2. Description of the Related Art
An electroencephalogram (“EEG”) is a diagnostic tool that measures and records the electrical activity of a person's brain in order to evaluate cerebral functions. Multiple electrodes are attached to a person's head and connected to a machine by wires. The machine amplifies the signals and records the electrical activity of a person's brain. The electrical activity is produced by the summation of neural activity across a plurality of neurons. These neurons generate small electric voltage fields. The aggregate of these electric voltage fields create an electrical reading which electrodes on the person's head are able to detect and record. An EEG is a superposition of multiple simpler signals. In a normal adult, the amplitude of an EEG signal typically ranges from 1 micro-Volt to 100 micro-Volts, and the EEG signal is approximately 10 to 20 milli-Volts when measured with subdural electrodes. The monitoring of the amplitude and temporal dynamics of the electrical signals provides information about the underlying neural activity and medical conditions of the person.
An EEG is performed to: diagnose epilepsy; verify problems with loss of consciousness or dementia; verify brain activity for a person in a coma; study sleep disorders, monitor brain activity during surgery, and additional physical problems.
Multiple electrodes (typically 17-21, however there are standard positions for at least 70) are attached to a person's head during an EEG. The electrodes are referenced by the position of the electrode in relation to a lobe or area of a person's brain. The references are as follows: F=frontal; Fp=frontopolar; T=temporal; C=central; P=parietal; O=occipital; and A=auricular (ear electrode). Numerals are used to further narrow the position and “z” points relate to electrode sites in the midline of a person's head. An electrocardiogram (“EKG”) may also appear on an EEG display.
The EEG records brain waves from different amplifiers using various combinations of electrodes called montages. Montages are generally created to provide a clear picture of the spatial distribution of the EEG across the cortex. A montage is an electrical map obtained from a spatial array of recording electrodes and preferably refers to a particular combination of electrodes examined at a particular point in time.
In bipolar montages, consecutive pairs of electrodes are linked by connecting the electrode input 2 of one channel to input 1 of the subsequent channel, so that adjacent channels have one electrode in common. The bipolar chains of electrodes may be connected going from front to back (longitudinal) or from left to right (transverse).
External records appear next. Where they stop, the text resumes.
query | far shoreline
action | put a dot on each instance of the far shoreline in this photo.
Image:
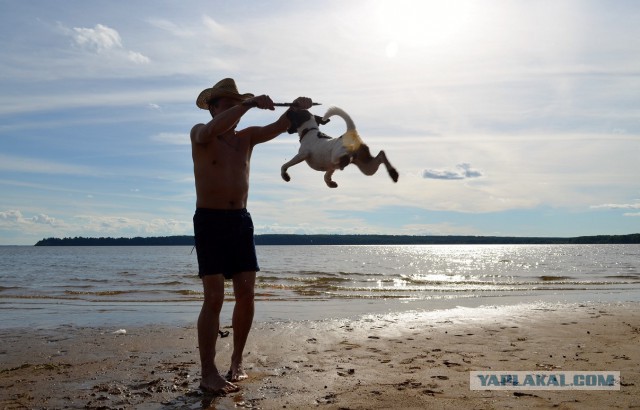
(293, 239)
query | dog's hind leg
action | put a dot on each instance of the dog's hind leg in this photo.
(294, 161)
(327, 178)
(369, 165)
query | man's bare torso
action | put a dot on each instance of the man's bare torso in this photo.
(221, 169)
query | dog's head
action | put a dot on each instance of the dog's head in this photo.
(298, 118)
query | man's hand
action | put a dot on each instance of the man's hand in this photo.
(261, 101)
(302, 103)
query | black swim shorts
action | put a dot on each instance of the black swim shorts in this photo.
(224, 242)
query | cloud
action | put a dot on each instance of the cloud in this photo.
(14, 219)
(171, 138)
(38, 165)
(102, 39)
(464, 171)
(617, 206)
(621, 206)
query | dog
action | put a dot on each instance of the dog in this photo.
(324, 153)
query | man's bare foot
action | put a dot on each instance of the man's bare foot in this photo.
(216, 384)
(236, 373)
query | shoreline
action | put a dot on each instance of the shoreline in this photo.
(52, 313)
(415, 358)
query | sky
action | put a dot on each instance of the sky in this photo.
(503, 118)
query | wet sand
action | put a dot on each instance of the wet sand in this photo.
(404, 360)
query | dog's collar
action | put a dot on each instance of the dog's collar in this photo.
(305, 131)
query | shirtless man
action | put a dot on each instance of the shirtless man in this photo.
(223, 228)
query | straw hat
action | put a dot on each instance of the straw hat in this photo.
(224, 88)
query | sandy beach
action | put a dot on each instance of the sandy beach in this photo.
(402, 360)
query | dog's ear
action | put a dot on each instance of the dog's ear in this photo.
(291, 116)
(319, 120)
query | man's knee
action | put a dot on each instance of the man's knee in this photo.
(243, 287)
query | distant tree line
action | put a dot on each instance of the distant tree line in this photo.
(285, 239)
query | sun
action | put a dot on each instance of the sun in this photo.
(410, 24)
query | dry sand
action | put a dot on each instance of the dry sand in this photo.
(404, 360)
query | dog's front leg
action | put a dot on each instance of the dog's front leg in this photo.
(327, 179)
(294, 161)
In a bipolar montage signals between two active electrode sites are compared resulting in the difference in activity recorded. Another type of montage is the referential montage or monopolar montage. In a referential montage, various electrodes are connected to input 1 of each amplifier and a reference electrode is connected to input 2 of each amplifier. In a reference montage, signals are collected at an active electrode site and compared to a common reference electrode.
Reference montages are good for determining the true amplitude and morphology of a waveform. For temporal electrodes, CZ is usually a good scalp reference.
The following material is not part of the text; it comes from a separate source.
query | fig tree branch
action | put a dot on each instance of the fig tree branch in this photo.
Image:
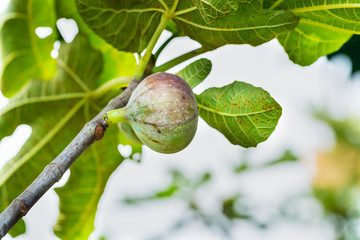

Being able to locate the origin of electrical activity (“localization”) is critical to being able to analyze the EEG. Localization of normal or abnormal brain waves in bipolar montages is usually accomplished by identifying “phase reversal,” a deflection of the two channels within a chain pointing to opposite directions. In a referential montage, all channels may show deflections in the same direction. If the electrical activity at the active electrodes is positive when compared to the activity at the reference electrode, the deflection will be downward. Electrodes where the electrical activity is the same as at the reference electrode will not show any deflection. In general, the electrode with the largest upward deflection represents the maximum negative activity in a referential montage.
Some patterns indicate a tendency toward seizures in a person. A physician may refer to these waves as “epileptiform abnormalities” or “epilepsy waves.” These include spikes, sharp waves, and spike-and-wave discharges. Spikes and sharp waves in a specific area of the brain, such as the left temporal lobe, indicate that partial seizures might possibly come from that area. Primary generalized epilepsy, on the other hand, is suggested by spike-and-wave discharges that are widely spread over both hemispheres of the brain, especially if they begin in both hemispheres at the same time.
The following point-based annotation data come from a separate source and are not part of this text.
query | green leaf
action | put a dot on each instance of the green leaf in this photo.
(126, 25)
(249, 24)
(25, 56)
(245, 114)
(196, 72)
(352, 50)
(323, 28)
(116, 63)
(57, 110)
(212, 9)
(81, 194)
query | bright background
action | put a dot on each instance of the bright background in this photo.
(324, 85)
There are several types of brain waves: alpha waves, beta waves, delta wave, theta waves and gamma waves. Alpha waves have a frequency of 8 to 12 Hertz (“Hz”). Alpha waves are normally found when a person is relaxed or in a waking state when a person's eyes are closed but the person is mentally alert. Alpha waves cease when a person's eyes are open or the person is concentrating. Beta waves have a frequency of 13 Hz to 30 Hz. Beta waves are normally found when a person is alert, thinking, agitated, or has taken high doses of certain medicines. Delta waves have a frequency of less than 3 Hz. Delta waves are normally found only when a person is asleep (non-REM or dreamless sleep) or the person is a young child. Theta waves have a frequency of 4 Hz to 7 Hz. Theta waves are normally found only when the person is asleep (dream or REM sleep) or the person is a young child. Gamma waves have a frequency of 30 Hz to 100 Hz. Gamma waves are normally found during higher mental activity and motor functions.
The following definitions are used herein.
“Amplitude” refers to the vertical distance measured from the trough to the maximal peak (negative or positive). It expresses information about the size of the neuron population and its activation synchrony during the component generation.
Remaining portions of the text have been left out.